私は、ふーりんとのやりとりがおかしくて笑ってしまいました。だって、お嬢様学校で泥遊びだなんて、庶民でも今日日しませんから。
「お、笑ったな。帰還したお嬢様を笑うとは良い度胸だ。お嬢様魂を存分に見せてやる」
そう言うと、和美さんは私に抱きついてきました。親しみやすいのは良い所ですが、やはり距離の詰め方が凄いです。

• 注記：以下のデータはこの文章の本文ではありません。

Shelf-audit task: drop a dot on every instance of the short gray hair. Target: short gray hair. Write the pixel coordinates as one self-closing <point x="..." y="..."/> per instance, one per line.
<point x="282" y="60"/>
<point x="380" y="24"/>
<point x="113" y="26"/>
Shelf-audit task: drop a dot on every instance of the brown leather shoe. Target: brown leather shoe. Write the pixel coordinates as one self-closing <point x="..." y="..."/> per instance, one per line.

「和美さん。だから、そういうのを止めなさいと。それに、本当のお嬢様は、お嬢様魂なんて言いませんよ」
言いながら私達を離そうと頑張るふーりん。
「あたしほどになると、お嬢様としての魂が自然と輝くものなんだよ」
「言っている事がよく分かりませんわ」
「そうですね。ふーりんさんのいう通りですよ。あっ」
つい、フレデリカさんの事をあだ名のふーりんで呼んでしまいました。
和美さんの手が止まり、ふーりんも驚き顔で私の方を向きました。
「ご、ごめんなさい。私も距離の詰め方を間違ってしまいました」
「いえ、気にしないでください。ふーりんと呼ばれるのは、この人以外で初めてだったので。何というか、悪くないですね」
なんだか嬉しそうな顔をするふーりん。
「あたしが呼んだ時は文句を言うくせに。その差は何さ」
「あなたの場合は悪意を感じるからです。このたらし魔」
「た、たらし魔って何さ。私が何時たらし込んだって言うのさ」
彼方先輩とふーりんが私を見ました。現在進行形でしているじゃないと言わんばかりの視線でした。
「ああっと、三人とも。そろそろ行かないと。遅刻扱いになるよ」
彼方先輩に言われ、私達は学校の正面にある大きな時計に目をやりました。
「気付いたら他の生徒達が居ません」
「復帰早々の遅刻は避けないと」
「私もです。入学初日は回避しないと」
失礼しますと彼方先輩に一礼し、私達は校舎に入りました。